Slurm

Slurm is used to submit jobs to a specified set of compute resources, which are variously called queues or partitions. Slurm uses the term partition. Partitions, their defaults, limits and purposes are listed on each cluster page.

Common Slurm Commands

Submit a submission script (see below for details)

sbatch <script>

List queued and running jobs

squeue

Cancel a queued job or kill a running job

scancel <job_id>

Interactive Jobs

Interactive jobs can be used for testing and troubleshooting code. By requesting an interactive job, you will be allocated resources and logged onto the node in a shell.

srun --pty -p interactive bash

This will assign a free node to you, allocating the requested number of cpus, walltime, and memory, and put you within a shell on that node. You can run any number of commands within that shell. To free the allocated node, exit from the shell.

When using an interactive shell under slurm, your job is vulnerable to being killed if you lose your network connection. We recommend using tmux alleviate this. When using tmux, please be sure to keep track of your allocations and free those no longer needed!
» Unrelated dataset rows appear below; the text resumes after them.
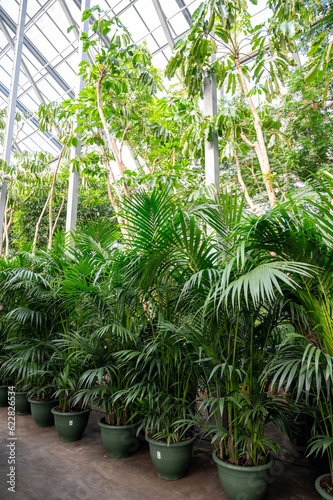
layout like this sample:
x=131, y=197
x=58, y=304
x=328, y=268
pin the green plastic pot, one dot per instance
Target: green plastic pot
x=120, y=441
x=171, y=461
x=41, y=412
x=243, y=482
x=3, y=395
x=324, y=495
x=70, y=426
x=22, y=405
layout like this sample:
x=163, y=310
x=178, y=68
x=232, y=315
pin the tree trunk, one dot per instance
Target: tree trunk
x=260, y=146
x=111, y=140
x=38, y=223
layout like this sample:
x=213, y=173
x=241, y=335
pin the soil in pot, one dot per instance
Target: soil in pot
x=324, y=487
x=22, y=405
x=70, y=426
x=120, y=441
x=41, y=412
x=243, y=482
x=171, y=461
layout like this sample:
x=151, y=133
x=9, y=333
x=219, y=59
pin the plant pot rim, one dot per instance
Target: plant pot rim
x=43, y=400
x=108, y=426
x=319, y=489
x=167, y=445
x=242, y=467
x=67, y=413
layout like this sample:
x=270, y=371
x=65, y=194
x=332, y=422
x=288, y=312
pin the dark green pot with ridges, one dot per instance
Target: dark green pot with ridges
x=171, y=461
x=324, y=495
x=22, y=405
x=41, y=412
x=120, y=441
x=70, y=426
x=3, y=395
x=243, y=482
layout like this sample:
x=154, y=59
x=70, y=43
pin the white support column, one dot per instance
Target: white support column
x=74, y=177
x=9, y=131
x=211, y=147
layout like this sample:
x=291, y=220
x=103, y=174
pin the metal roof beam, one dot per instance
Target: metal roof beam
x=32, y=119
x=40, y=58
x=24, y=66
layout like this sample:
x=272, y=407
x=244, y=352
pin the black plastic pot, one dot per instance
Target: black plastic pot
x=120, y=441
x=70, y=426
x=22, y=405
x=319, y=465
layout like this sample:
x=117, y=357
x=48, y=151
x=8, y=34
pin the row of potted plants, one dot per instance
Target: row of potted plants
x=175, y=328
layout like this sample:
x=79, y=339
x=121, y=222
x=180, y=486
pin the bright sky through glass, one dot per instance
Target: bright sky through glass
x=50, y=54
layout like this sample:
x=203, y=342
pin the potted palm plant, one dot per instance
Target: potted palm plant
x=238, y=403
x=32, y=359
x=106, y=384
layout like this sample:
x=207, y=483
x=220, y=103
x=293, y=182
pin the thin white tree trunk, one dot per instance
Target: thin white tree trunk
x=49, y=246
x=111, y=140
x=253, y=206
x=38, y=223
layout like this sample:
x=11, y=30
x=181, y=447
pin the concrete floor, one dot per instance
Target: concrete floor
x=48, y=469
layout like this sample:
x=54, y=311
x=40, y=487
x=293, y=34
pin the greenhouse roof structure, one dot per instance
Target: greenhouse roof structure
x=50, y=53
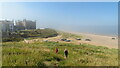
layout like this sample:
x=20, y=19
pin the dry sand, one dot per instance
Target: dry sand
x=99, y=40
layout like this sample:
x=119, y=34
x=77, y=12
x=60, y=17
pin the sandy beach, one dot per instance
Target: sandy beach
x=99, y=40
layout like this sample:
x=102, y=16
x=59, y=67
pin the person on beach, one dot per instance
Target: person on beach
x=56, y=51
x=66, y=53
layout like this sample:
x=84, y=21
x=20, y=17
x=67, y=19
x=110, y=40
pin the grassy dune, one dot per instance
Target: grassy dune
x=43, y=54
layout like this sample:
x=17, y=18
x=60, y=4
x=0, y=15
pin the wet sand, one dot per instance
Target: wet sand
x=99, y=40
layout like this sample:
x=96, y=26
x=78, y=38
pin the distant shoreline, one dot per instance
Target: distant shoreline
x=99, y=40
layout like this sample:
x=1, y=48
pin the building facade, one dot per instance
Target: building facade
x=7, y=26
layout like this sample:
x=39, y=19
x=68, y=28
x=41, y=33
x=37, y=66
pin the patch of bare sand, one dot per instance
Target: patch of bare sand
x=99, y=40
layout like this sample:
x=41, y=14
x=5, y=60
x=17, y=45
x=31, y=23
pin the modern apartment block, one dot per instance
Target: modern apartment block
x=25, y=24
x=7, y=26
x=10, y=26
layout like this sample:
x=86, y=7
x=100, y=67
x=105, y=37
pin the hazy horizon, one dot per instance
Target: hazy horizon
x=91, y=17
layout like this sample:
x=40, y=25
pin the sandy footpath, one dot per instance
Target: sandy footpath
x=99, y=40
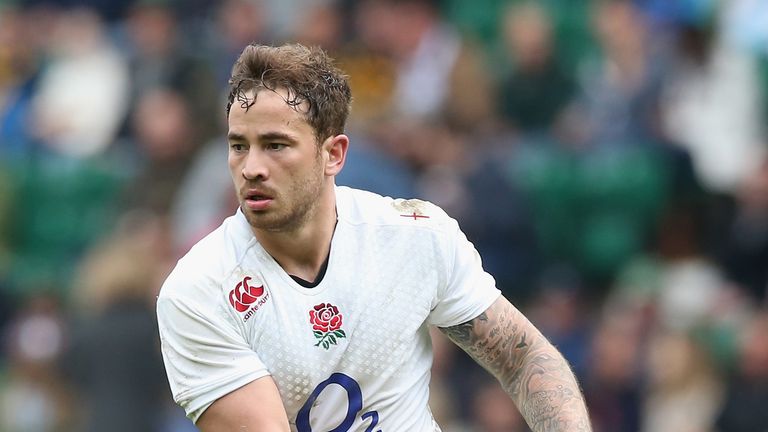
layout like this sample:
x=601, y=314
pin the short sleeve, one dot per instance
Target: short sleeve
x=205, y=355
x=469, y=290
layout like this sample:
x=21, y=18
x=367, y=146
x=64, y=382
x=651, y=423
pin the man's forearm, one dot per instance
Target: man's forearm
x=531, y=370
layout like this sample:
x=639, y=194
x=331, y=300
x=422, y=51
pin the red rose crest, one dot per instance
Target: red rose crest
x=244, y=295
x=326, y=324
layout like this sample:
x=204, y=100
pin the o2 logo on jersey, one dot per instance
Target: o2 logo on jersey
x=246, y=297
x=354, y=405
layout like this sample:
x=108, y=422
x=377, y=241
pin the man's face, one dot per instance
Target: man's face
x=275, y=163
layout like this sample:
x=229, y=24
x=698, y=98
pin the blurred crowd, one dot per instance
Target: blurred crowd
x=608, y=158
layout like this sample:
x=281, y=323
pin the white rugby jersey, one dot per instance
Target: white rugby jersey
x=352, y=353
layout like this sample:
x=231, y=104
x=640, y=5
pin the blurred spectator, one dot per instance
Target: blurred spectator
x=611, y=385
x=557, y=308
x=238, y=23
x=745, y=253
x=113, y=360
x=83, y=92
x=165, y=138
x=438, y=75
x=20, y=64
x=620, y=89
x=747, y=394
x=32, y=397
x=538, y=88
x=711, y=106
x=207, y=176
x=683, y=392
x=159, y=59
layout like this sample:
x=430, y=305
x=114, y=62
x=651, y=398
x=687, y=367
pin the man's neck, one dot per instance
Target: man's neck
x=303, y=251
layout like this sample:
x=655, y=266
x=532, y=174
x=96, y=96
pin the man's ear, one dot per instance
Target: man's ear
x=335, y=149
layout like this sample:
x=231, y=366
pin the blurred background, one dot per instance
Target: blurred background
x=607, y=158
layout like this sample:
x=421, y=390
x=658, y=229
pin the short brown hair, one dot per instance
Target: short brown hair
x=308, y=74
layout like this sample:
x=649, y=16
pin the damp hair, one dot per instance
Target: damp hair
x=313, y=84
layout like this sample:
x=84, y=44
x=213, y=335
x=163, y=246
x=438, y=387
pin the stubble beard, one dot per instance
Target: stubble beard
x=298, y=206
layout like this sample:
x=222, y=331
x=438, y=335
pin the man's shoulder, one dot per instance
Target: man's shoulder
x=364, y=207
x=208, y=263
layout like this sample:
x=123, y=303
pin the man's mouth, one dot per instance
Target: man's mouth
x=257, y=200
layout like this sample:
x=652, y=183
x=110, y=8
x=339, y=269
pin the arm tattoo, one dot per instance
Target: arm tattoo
x=530, y=369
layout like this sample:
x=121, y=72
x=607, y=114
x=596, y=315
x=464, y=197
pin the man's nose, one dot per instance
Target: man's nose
x=255, y=167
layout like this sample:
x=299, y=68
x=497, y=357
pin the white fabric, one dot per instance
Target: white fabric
x=389, y=274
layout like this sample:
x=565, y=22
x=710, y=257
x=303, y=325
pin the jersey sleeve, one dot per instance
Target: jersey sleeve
x=205, y=354
x=469, y=289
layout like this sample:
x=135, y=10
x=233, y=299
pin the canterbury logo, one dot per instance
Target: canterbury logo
x=244, y=295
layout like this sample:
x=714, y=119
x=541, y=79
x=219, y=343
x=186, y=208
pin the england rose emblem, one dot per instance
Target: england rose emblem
x=326, y=323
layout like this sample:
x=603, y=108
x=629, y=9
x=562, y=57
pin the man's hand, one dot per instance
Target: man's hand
x=532, y=372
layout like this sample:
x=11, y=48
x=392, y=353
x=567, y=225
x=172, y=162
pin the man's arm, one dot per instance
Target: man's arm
x=532, y=372
x=255, y=407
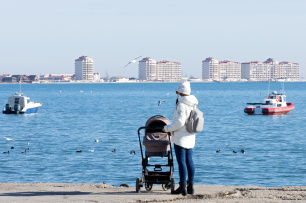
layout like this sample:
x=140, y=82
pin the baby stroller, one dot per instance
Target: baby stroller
x=157, y=144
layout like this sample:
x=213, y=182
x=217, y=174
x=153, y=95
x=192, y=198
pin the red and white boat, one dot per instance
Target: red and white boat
x=274, y=104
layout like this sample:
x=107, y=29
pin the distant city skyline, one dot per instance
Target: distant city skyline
x=41, y=37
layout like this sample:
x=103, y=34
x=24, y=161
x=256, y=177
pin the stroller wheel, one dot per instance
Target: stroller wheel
x=166, y=186
x=148, y=186
x=172, y=185
x=137, y=185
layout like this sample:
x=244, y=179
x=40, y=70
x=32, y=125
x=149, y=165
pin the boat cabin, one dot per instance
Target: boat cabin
x=18, y=98
x=275, y=100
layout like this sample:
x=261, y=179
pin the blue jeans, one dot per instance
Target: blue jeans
x=185, y=162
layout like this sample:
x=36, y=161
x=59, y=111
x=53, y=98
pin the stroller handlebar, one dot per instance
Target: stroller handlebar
x=150, y=128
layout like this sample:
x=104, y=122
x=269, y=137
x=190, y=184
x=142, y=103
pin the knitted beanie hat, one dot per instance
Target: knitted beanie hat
x=184, y=88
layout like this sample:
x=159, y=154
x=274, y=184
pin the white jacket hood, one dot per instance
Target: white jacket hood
x=188, y=100
x=181, y=112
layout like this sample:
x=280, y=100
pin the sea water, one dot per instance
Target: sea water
x=73, y=116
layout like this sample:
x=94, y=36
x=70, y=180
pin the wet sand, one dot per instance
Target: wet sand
x=63, y=192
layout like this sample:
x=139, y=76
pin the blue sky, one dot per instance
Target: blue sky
x=40, y=37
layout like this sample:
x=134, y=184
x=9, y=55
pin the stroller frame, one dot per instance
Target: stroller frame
x=157, y=176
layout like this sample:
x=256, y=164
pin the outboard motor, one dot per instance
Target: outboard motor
x=7, y=108
x=17, y=108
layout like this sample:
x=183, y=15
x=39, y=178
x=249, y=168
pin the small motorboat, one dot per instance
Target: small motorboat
x=20, y=104
x=274, y=104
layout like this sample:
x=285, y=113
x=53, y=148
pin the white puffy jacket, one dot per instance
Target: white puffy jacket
x=180, y=134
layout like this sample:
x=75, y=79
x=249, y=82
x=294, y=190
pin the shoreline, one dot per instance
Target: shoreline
x=149, y=82
x=96, y=192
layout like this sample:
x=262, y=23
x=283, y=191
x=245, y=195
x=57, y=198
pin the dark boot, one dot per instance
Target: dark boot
x=181, y=190
x=190, y=189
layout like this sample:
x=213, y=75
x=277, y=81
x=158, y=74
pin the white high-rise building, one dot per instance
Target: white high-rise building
x=268, y=70
x=289, y=70
x=149, y=69
x=84, y=68
x=210, y=69
x=230, y=70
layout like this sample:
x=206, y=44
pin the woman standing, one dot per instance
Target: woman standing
x=182, y=139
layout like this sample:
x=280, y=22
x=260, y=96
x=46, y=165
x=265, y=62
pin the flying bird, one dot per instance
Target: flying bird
x=160, y=101
x=8, y=139
x=133, y=61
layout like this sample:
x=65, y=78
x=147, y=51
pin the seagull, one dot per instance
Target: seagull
x=160, y=101
x=133, y=61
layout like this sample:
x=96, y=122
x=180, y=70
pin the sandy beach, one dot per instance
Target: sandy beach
x=63, y=192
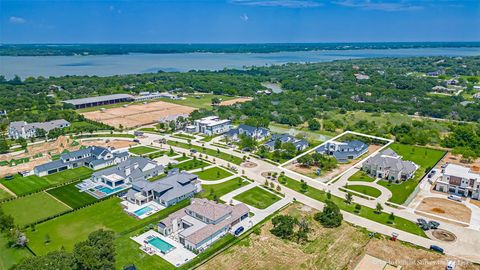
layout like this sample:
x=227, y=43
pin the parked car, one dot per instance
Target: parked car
x=433, y=224
x=455, y=198
x=436, y=248
x=239, y=230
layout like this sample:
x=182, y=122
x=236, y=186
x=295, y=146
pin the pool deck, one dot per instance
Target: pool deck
x=178, y=256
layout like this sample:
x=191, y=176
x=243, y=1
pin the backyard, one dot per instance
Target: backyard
x=257, y=197
x=32, y=208
x=212, y=174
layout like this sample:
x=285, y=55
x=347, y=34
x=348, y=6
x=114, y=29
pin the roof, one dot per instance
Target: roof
x=80, y=101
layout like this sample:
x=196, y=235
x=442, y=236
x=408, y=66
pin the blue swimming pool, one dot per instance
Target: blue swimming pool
x=142, y=211
x=161, y=245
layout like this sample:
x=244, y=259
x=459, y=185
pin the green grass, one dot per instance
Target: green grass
x=210, y=152
x=218, y=190
x=80, y=173
x=25, y=185
x=71, y=196
x=105, y=135
x=191, y=165
x=361, y=176
x=214, y=173
x=370, y=191
x=11, y=256
x=366, y=212
x=142, y=150
x=32, y=208
x=426, y=158
x=257, y=197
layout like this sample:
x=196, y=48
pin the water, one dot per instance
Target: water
x=106, y=65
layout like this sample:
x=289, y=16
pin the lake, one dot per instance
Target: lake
x=106, y=65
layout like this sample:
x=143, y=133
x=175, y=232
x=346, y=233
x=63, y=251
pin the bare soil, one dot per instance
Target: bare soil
x=445, y=208
x=138, y=114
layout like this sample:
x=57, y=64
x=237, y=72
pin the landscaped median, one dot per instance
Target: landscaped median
x=365, y=212
x=208, y=151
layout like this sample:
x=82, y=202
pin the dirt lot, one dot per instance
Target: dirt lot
x=339, y=248
x=445, y=208
x=327, y=176
x=138, y=114
x=236, y=100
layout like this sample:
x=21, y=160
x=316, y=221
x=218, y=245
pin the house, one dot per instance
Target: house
x=167, y=191
x=389, y=165
x=259, y=133
x=459, y=180
x=343, y=151
x=203, y=222
x=212, y=125
x=93, y=157
x=22, y=129
x=286, y=138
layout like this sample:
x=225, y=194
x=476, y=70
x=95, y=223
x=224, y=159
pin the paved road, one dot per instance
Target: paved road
x=466, y=246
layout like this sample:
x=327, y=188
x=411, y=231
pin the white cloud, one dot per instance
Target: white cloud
x=17, y=20
x=379, y=5
x=279, y=3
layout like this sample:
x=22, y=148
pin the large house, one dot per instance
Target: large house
x=210, y=125
x=203, y=222
x=258, y=133
x=459, y=180
x=300, y=145
x=389, y=165
x=22, y=129
x=343, y=151
x=93, y=157
x=174, y=187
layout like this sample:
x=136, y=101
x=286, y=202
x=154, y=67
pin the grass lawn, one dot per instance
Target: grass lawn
x=4, y=194
x=25, y=185
x=10, y=256
x=32, y=208
x=142, y=150
x=370, y=191
x=71, y=196
x=214, y=173
x=210, y=152
x=366, y=212
x=257, y=197
x=191, y=165
x=218, y=190
x=361, y=176
x=80, y=173
x=426, y=158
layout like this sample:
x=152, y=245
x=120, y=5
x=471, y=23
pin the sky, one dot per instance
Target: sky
x=238, y=21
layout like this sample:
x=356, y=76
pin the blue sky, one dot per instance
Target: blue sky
x=241, y=21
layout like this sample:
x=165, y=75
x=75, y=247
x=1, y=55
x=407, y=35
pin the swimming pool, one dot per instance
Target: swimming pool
x=161, y=245
x=142, y=211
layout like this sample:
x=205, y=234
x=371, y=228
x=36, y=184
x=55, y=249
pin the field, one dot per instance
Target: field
x=137, y=114
x=71, y=196
x=218, y=190
x=142, y=150
x=210, y=152
x=214, y=173
x=257, y=197
x=426, y=158
x=370, y=191
x=361, y=176
x=31, y=208
x=191, y=164
x=366, y=212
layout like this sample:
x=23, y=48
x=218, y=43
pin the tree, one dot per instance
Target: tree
x=313, y=124
x=283, y=226
x=330, y=217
To use a GUI application (such as Matlab), when in an interactive job, use the additional --x11 flag:

srun --pty --x11 -p interactive bash

Note that for X11 forwarding to work, you need to have your local machine setup properly. Instructions for this setup can be found in each of the Connection Guides under "How to Get a Graphical Interface": SSH for Microsoft Windows, SSH on macOS and Linux.

Batch Jobs

To submit a job via Slurm, you first write a simple shell script called a "submission script" that wraps your job. A submission script is comprised of three parts:

  1. The program that should run the script. This is normally #!/bin/bash.
  2. The "directives" that tell the scheduler how to setup the computational resources for your job.These lines must appear before any other commands or definitions, otherwise they will be ignored.
  3. The actual "script" portion, which are the commands you want executed during your job.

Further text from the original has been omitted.